We often face the situation where a particular effect in our imaging data does not survive strict familywise error control, but for various reasons does seem plausible enough to report. In this situation, and indeed in general, one attractive option is to report the entire effect size map of your analysis.

If you want to be able to report the areas that were significant at corrected thresholds also, this is easy to do with a combined map like this one: attachment:contin_eg.png.

The argument for unthresholded maps is twofold: unthresholded maps give better data with which to localize function, and are more useful for metaanalysis.

Unthresholded maps are useful for localizing function

The thresholded maps we are all used to can be seriously misleading for localizing function:

Jernigan TL, Gamst AC, Fennema-Notestine C, Ostergaard AL. More "mapping" in brain mapping: statistical comparison of effects. Hum Brain Mapp. 2003 Jun;19(2):90-5

The argument in this paper is very simple.
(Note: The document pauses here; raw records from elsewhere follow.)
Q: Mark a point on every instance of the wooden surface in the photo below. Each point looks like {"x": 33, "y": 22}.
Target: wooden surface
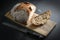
{"x": 42, "y": 29}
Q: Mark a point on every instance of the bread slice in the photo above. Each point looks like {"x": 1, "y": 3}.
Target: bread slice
{"x": 41, "y": 18}
{"x": 23, "y": 12}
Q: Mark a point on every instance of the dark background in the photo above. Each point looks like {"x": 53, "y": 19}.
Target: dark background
{"x": 8, "y": 33}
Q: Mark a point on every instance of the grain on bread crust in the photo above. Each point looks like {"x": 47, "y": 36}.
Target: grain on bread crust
{"x": 41, "y": 18}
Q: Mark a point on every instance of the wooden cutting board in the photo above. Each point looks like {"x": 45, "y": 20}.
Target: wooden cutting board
{"x": 42, "y": 29}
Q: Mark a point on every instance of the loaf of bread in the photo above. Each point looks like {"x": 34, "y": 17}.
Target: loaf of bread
{"x": 41, "y": 18}
{"x": 23, "y": 12}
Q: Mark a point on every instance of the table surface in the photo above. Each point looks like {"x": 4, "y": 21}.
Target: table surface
{"x": 42, "y": 5}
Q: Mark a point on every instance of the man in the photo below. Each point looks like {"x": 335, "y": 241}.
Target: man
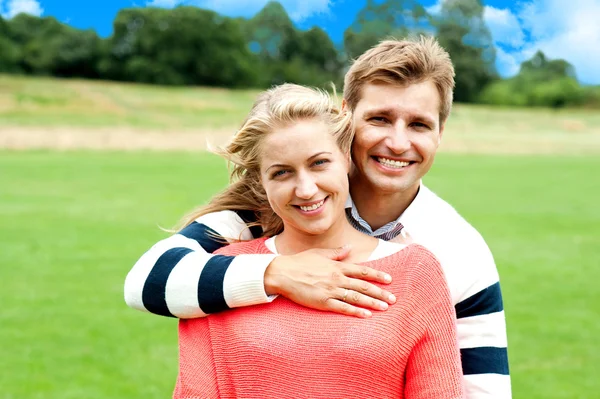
{"x": 400, "y": 96}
Let's say you only present a thresholded SPM map for task X, and you only found area A activated above threshold. You then say: area A is involved in task X. However, as we all know, just because something isn't significant, doesn't mean it isn't there. So, the fact that A _is_ significant, and the rest of the brain isn't, is perfectly compatible with the whole brain being actually activated, and A being just above threshold due to noise. So, when we say A is activated by X, we are really saying, maybe the whole brain is activated by X, and A got above threshold. We can't even say A is _particulary_ activated by X, unless we test the level of activation in A directly against the rest of the brain. So, A is activated by X, on its own, has very little value for localizing function. Therefore, the classic thresholded SPM has very little value for localizing function.

So, in order to localize function, you need some estimate of what is, and what is _not_ activated. The simplest way of starting to assess this, is a continuous map.

With a thresholded map, when you see a significantly activated area, you can only conclude something like "area A was significantly activated, but of course that isn't to say the whole brain wasn't activated about the same amount, who knows?". To get round this, you would have to compare activation in brain areas directly, and this is extremely rare. The continuous map on its own does not provide you with such a test, but at least it allows you a preliminary comparison, and makes the problem much clearer.

The unthresholded map is more useful for meta-analysis

In my experience, continuous maps give a much clearer picture of the quality of the data.